Signed, Concerned Without Consequences
Dear Concerned Without Consequences:
I understand you want to help a coworker gain awareness of her/his pattern to become intoxicated or near so at corporate sponsored or related events. And you ask how to raise that awareness so that the individual will avoid such in the future and how to do that without endangering your own good standing with that person. Is that possible? Possibly. Here are several options:
1. Send an anonymous note to your Human Resources Department or that individual’s superior about what information you have on this situation requesting an investigation.
2. Approach the individual one-on-one about your concern.
3. Speak to other coworkers about your concern and learn if they will join you in determining what to do, when and how.

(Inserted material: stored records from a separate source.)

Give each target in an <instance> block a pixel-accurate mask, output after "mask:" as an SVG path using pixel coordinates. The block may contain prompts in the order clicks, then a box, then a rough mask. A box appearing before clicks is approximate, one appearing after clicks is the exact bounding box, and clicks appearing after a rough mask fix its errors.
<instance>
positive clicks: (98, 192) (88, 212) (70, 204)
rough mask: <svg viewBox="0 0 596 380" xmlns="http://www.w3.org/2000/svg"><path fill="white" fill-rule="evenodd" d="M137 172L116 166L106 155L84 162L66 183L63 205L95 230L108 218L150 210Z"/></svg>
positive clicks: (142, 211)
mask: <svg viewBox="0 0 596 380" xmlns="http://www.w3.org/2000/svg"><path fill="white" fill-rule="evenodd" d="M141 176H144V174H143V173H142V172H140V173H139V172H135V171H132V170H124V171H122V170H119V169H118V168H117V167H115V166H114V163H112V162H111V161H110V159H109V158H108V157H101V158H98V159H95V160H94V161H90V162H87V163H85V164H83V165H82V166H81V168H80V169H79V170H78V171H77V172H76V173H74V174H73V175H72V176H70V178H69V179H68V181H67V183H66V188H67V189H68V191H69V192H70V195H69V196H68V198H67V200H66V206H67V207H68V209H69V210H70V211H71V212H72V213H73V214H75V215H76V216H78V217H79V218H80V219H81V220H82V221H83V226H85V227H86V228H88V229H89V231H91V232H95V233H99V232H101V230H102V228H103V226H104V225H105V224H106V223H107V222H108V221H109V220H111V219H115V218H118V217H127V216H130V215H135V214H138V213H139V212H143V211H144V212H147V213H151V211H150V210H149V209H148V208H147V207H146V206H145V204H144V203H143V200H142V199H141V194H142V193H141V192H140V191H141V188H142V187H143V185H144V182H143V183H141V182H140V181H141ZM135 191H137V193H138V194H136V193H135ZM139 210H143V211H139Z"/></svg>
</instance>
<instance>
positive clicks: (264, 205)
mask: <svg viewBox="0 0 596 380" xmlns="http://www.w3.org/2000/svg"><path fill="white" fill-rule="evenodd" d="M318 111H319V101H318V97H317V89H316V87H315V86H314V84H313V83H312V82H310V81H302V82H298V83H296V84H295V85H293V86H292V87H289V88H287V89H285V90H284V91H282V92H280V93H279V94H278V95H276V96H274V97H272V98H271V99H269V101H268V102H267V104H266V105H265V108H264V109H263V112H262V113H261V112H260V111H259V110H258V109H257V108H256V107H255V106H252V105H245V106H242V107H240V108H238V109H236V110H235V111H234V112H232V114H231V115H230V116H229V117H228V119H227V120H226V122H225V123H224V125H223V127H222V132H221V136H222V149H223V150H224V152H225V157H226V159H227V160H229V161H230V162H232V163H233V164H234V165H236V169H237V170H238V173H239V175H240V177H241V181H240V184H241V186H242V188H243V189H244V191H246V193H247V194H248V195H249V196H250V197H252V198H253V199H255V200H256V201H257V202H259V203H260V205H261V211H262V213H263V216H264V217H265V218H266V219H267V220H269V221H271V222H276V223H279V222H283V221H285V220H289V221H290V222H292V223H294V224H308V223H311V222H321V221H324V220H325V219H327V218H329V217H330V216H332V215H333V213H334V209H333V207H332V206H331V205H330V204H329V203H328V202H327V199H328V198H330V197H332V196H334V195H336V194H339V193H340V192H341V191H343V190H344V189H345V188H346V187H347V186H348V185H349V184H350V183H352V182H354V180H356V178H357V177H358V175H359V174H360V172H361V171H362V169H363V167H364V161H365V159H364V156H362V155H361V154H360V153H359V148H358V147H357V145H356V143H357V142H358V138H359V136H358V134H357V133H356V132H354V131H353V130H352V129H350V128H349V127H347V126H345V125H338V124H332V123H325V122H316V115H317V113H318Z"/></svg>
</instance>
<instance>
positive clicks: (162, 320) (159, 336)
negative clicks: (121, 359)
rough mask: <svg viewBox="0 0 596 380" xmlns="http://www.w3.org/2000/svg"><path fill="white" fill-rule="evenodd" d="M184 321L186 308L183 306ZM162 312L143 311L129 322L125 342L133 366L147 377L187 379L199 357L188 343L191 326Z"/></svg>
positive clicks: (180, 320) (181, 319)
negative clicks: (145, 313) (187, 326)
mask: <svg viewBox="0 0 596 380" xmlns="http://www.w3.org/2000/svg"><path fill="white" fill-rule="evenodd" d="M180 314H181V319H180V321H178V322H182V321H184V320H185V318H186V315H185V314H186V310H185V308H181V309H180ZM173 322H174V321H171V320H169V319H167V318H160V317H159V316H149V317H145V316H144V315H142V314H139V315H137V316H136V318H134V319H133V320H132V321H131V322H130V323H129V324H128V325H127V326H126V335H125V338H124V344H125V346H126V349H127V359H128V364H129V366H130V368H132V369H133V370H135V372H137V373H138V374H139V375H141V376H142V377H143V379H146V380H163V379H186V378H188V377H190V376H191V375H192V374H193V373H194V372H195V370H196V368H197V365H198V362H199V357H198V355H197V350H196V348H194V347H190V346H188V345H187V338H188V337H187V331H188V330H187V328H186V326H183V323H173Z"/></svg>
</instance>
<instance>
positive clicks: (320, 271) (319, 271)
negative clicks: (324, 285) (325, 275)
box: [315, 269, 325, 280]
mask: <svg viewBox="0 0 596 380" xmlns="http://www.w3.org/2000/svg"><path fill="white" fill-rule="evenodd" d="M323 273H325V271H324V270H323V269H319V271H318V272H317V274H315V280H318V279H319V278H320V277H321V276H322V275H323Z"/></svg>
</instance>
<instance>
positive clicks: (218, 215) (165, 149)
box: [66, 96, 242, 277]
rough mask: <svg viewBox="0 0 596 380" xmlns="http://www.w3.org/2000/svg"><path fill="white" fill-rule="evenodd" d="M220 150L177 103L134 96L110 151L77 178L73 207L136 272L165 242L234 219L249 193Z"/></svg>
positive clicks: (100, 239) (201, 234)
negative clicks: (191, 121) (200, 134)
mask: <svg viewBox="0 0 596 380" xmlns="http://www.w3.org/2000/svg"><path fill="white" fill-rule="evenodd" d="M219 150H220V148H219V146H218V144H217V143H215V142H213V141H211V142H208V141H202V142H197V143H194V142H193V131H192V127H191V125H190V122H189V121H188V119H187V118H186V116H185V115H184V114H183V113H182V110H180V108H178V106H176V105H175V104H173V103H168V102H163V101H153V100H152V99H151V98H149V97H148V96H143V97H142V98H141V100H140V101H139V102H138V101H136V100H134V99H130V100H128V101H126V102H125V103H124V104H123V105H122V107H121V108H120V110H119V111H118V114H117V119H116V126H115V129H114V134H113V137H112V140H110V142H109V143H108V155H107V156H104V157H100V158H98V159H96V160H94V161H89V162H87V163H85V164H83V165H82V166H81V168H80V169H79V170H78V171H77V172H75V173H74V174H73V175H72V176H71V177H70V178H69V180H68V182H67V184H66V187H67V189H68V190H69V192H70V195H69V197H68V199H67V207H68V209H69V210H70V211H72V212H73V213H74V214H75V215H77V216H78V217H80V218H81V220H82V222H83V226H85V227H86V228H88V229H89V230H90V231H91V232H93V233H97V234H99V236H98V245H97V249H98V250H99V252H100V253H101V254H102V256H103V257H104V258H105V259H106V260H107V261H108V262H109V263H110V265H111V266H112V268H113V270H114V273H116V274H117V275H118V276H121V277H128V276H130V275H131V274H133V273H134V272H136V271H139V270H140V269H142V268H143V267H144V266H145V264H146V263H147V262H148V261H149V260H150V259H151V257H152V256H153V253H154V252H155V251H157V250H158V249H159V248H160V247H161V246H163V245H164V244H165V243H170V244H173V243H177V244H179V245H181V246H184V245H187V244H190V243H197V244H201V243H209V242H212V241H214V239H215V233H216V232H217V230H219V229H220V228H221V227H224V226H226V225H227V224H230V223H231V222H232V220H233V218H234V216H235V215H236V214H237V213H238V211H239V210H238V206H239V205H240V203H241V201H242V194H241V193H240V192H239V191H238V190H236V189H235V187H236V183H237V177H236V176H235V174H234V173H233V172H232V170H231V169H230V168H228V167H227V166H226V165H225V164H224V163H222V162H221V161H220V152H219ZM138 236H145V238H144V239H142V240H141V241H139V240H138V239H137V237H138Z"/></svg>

4. Specifically place this topic on the staff agenda as important to company liability and good standing
There may be other approaches, but before you do anything there are important matters to consider, such as your relationship with that individual, her/his status in the company, and what actual data you have about that person’s behavior, as you say, is over-indulgent. Employer responsibility is similar to that of a parent who allows drinking of minors at an event in her/his home. The doctrine is known as respondeat superior. Your company policy should address practices regarding drinking at its events or related events.
Rather than report poor behavior, I prefer to approach it as a requesting an investigation. You are right to be concerned because inappropriate behavior of an employee resulting from alcohol can be held against an employer, such as sexual harassment and other forms of discrimination—racial, religious, physical disability, etc. and automobile injury after an event. We don’t provide legal advice, but you can check with your corporate handbook to learn what is its policy regarding drinking are company-related events.
Now how should you approach this matter? From a distance, we can’t know the culture of your workplace nor the coworker relationship; therefore, my advice consists of options you can weigh in light of them. So in light of the extent of this coworker’s over-indulgence and the ill will or damage that has or might occur, you can decide what you might do, and then seek the best advice you can from one or more trusted individuals before acting. I suggest it’s most often wise to act in keeping with how you would want to be treated if you were the one who over-indulged. I know you don’t want to risk your job, but I would prefer to be told face-to-face rather than he get anonymous criticism. Also, it is not only your own good standing that matters, it is saving face of that individual.
Do any of these thoughts assist you in answering your question? Your concern is what matters both to the individual and the company. Working together with hands, head, and heart takes and makes big WEGOS. Please feel free to update us on what you do.